He twirled the combination lock on a closet-sized safe hidden behind the wet bar. “I told you. I bought the man’s entire inventory to get it out of circulation before someone else besides me connected it to you.”
“I can’t let you do that.”
“You have no choice,” he said, swinging the safe door open. “I’ve already done it and there’s no safe way to get rid of it now.”
They perused the things Douglass had bought and Faye saw his point. From the safe, he retrieved one fluted stone point after another.
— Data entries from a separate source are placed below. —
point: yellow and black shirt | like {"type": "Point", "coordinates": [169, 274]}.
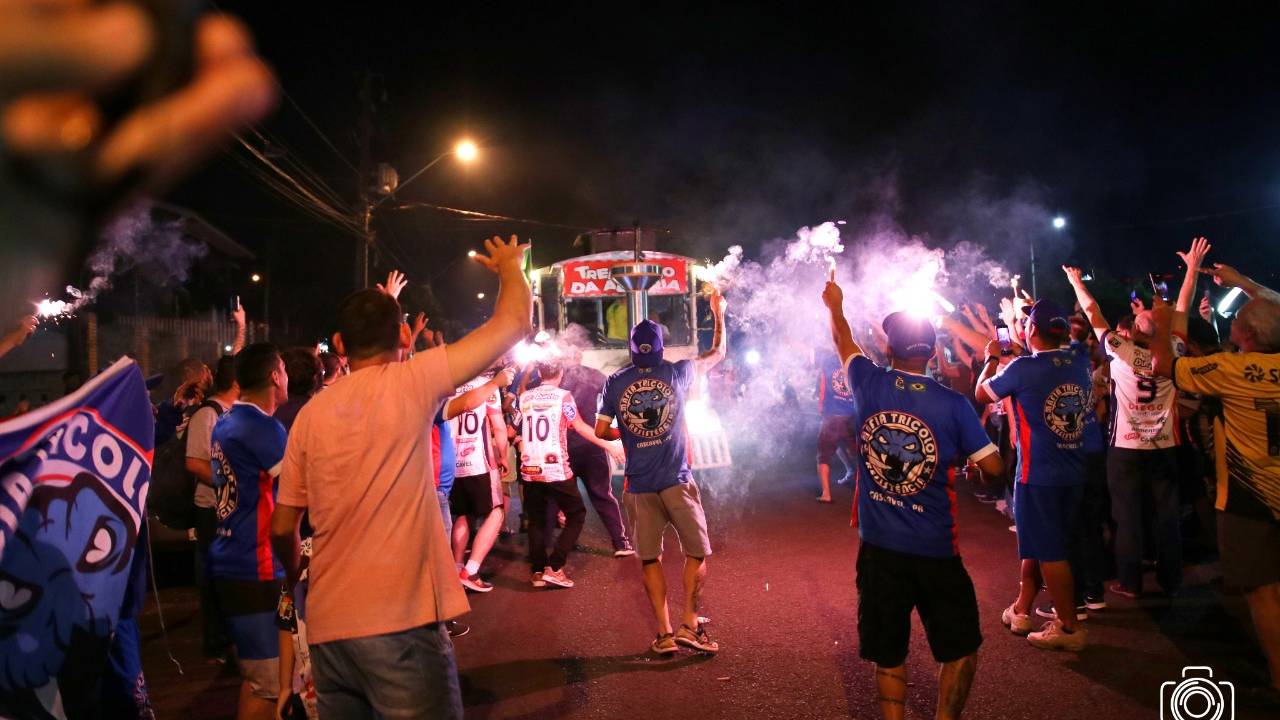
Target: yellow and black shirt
{"type": "Point", "coordinates": [1247, 449]}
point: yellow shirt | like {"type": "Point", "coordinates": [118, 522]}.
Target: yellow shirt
{"type": "Point", "coordinates": [1247, 443]}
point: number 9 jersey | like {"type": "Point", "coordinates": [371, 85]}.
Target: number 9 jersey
{"type": "Point", "coordinates": [1143, 404]}
{"type": "Point", "coordinates": [545, 415]}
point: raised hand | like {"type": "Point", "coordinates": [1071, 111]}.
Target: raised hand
{"type": "Point", "coordinates": [1194, 256]}
{"type": "Point", "coordinates": [396, 282]}
{"type": "Point", "coordinates": [832, 296]}
{"type": "Point", "coordinates": [1225, 276]}
{"type": "Point", "coordinates": [502, 255]}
Mixed in among a number of much newer artifacts was a beveled ivory foreshaft, part of a composite spear point made from the tusk of a mammoth. And perhaps most significantly, there was a tortoise carapace with a Clovis spearhead protruding from its surface. A stone artifact in a datable context. Faye was thrilled, then the anger penetrated everything. These items might have taken proof of human occupation in Florida back thousands of years, if they’d been documented in context. As it was, they were a pile of really cool junk.
“You could give it to a museum and take a tax deduction.”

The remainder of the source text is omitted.